- Why: When your log files are very large and there are so many of them, and you don't know where to start, you can use ai-any-text-clusterer to classify your logs or files, git logs and other texts, so that you can clearly see where the relevant information is.
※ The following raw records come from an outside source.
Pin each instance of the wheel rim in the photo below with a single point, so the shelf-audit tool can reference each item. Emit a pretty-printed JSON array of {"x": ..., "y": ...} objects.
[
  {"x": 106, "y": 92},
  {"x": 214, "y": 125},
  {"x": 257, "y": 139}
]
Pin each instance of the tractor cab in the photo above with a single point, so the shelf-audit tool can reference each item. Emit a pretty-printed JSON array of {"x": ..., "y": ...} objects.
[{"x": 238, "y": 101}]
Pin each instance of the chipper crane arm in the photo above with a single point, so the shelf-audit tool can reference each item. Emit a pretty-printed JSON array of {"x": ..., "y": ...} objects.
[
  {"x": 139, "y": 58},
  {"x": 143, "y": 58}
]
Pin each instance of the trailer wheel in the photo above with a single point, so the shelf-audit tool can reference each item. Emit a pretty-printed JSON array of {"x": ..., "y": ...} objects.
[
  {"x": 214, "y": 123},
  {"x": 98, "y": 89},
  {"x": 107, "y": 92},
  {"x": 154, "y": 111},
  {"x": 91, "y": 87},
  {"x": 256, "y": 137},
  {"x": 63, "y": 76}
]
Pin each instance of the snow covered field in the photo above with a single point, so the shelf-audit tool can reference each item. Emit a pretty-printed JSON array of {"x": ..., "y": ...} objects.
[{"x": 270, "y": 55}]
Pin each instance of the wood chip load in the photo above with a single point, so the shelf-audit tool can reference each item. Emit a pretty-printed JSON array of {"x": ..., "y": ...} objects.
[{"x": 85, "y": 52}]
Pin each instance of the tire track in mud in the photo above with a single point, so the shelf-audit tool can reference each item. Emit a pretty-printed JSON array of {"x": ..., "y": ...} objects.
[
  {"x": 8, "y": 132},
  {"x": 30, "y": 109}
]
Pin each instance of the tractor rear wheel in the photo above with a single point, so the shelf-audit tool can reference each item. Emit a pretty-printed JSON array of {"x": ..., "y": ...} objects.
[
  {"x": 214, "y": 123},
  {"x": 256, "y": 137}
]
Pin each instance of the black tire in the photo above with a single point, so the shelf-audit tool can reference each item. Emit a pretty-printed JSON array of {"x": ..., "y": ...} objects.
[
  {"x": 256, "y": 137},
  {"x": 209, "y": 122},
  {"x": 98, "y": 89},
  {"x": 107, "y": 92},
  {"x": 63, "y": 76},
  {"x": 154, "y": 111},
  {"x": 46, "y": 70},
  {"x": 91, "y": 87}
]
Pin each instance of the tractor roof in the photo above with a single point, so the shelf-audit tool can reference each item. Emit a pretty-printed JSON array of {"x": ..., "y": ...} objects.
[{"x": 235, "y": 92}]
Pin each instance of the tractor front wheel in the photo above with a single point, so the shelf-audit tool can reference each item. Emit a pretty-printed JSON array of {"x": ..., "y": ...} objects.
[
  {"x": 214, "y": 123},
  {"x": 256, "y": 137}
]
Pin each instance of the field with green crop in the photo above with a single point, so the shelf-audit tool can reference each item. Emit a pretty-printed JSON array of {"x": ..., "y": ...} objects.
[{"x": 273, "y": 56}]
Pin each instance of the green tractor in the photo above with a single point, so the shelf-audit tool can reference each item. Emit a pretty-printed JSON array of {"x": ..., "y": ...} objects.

- File clustering (matching rules)
- Filter markdown todos or other pattern
- Git log clustering
- process status clustering (pipe as input)
- Log clustering
- File sorting
- Visualization operate & process
- Support GPT ask for search or sorting
- Setup python env
conda create -n ai-any-text-clusterer python=3.11
conda activate ai-any-text-clusterer
poetry install
- Ollama run embed model
ollama run nomic-embed-text
- command
# function name: find_files_with_chinese_names, get_todo_items, get_git_log, get_pattern_items ...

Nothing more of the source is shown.